The US markets ended mostly lower on Thursday, on lingering concerns about the trade dispute between the US and China along with uncertainty about the outcome of this week’s OPEC meeting. Asian markets were trading mostly in red on Friday, amid concern global trade restrictions will curb growth.

Back home, Indian equity benchmarks ended the choppy day with a cut of one third of a percent and frontline gauges settled below their crucial 10,750 (Nifty) and 35,500 (Sensex) levels, as traders looked ahead to the Bank of England and OPEC meetings for direction. Markets soon after positive start pared all of their gains to trade flat for most part of the day as traders remained on sidelines ahead outcome of the markets regulator SEBI’s meeting where it will discuss proposed overhaul of governance norms for market infrastructure institutions as well as amendments to buyback and takeover norms.
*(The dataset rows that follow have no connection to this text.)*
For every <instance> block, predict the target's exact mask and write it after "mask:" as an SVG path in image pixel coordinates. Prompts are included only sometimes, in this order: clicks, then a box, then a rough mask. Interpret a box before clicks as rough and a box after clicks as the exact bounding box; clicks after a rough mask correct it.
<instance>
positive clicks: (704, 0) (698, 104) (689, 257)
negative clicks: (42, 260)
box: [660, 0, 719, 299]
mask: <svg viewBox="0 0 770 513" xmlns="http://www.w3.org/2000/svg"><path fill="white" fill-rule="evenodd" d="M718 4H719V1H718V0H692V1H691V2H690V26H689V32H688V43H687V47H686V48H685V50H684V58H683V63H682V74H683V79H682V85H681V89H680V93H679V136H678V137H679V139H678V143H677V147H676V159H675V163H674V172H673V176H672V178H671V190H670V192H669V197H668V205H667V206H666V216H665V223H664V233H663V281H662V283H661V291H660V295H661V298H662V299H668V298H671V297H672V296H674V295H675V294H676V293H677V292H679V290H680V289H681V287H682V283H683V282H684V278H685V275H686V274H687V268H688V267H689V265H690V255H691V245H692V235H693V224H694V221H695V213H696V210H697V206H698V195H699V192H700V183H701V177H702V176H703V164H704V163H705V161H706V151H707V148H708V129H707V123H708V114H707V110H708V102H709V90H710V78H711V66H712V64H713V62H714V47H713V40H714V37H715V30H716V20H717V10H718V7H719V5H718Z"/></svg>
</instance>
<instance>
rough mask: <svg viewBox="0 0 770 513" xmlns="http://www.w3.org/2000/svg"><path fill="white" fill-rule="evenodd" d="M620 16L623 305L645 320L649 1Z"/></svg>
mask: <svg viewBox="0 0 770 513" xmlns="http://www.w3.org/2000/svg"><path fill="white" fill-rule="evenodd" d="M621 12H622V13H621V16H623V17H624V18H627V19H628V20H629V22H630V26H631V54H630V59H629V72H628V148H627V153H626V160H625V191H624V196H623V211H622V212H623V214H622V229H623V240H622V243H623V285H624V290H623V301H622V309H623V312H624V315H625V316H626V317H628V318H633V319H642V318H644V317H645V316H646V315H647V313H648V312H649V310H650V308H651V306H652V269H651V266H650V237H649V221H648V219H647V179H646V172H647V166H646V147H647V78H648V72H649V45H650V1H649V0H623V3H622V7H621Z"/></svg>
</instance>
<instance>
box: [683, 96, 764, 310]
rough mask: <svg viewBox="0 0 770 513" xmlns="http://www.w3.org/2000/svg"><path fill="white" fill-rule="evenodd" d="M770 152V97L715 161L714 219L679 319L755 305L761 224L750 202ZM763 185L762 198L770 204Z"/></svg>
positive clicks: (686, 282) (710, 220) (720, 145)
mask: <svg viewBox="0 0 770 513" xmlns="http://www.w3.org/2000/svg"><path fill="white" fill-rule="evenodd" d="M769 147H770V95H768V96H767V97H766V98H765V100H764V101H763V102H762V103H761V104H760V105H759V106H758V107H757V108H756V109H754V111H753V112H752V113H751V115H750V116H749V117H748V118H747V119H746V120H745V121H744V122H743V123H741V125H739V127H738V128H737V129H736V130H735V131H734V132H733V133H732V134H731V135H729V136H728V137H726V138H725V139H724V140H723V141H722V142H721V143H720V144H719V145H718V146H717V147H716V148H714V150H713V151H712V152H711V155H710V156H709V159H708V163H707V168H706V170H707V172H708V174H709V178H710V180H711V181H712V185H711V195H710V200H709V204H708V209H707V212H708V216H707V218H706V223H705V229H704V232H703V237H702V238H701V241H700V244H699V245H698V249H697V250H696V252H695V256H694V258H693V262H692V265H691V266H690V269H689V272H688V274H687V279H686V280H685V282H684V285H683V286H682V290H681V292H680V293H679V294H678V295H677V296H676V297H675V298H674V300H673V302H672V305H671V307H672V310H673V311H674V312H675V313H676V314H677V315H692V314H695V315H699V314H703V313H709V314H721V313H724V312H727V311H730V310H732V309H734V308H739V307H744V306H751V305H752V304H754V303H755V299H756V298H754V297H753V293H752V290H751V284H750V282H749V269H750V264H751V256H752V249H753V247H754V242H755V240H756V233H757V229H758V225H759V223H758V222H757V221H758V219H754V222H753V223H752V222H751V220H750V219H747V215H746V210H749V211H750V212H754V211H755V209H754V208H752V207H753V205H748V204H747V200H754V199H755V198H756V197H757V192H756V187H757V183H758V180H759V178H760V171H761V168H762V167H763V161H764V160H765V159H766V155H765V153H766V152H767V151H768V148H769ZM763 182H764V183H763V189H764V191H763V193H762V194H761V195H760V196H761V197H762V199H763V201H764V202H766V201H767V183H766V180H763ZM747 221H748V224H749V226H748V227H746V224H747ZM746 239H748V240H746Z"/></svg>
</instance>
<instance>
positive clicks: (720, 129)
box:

Other proposals, including reducing the cooling off period for former employees to one year and review of the watchdog’s recruitment policy, are also on the agenda. Traders remained little concerned with former NASSCOM president R Chandrashekhar sounding a note of caution on the economy, saying it could bedisrupted if job growth was not constant. He said government statistics showed that nearly four million jobs in the formal sector were created from September 2017 to March 2018, of which about 50% were in the service sector. Investors took note of report stating that FII flows have seen a bumpy ride so far this year, with a meagre investment of $15 million, while domestic institutional investors (DIIs) continue to invest more aggressively into the Indian equity market and have bought net assets worth $7.9 billion. Losses remained capped with a private report stating that the credit growth in the micro, small and medium enterprises (MSME) sector is improving with the overall exposure reaching the highest level in over a year and impacts of demonetisation and the GST also seem to be subsiding. As per the report the overall credit exposure has shown the highest growth in last five quarters at Rs 54.20 trillion as of March 31, 2018, with MSMEs segment constituting Rs 12.6 trillion (23%) of the commercial credit outstanding. Meanwhile, India has hiked customs duty on several goods, including Bengal gram, lentils and artemia, imported from the US. The import duty hike would be effective from August 4. Finally, the BSE Sensex declined 114.94 points or 0.32% to 35,432.39, while the CNX Nifty was down by 30.95 points or 0.29% to 10,741.10.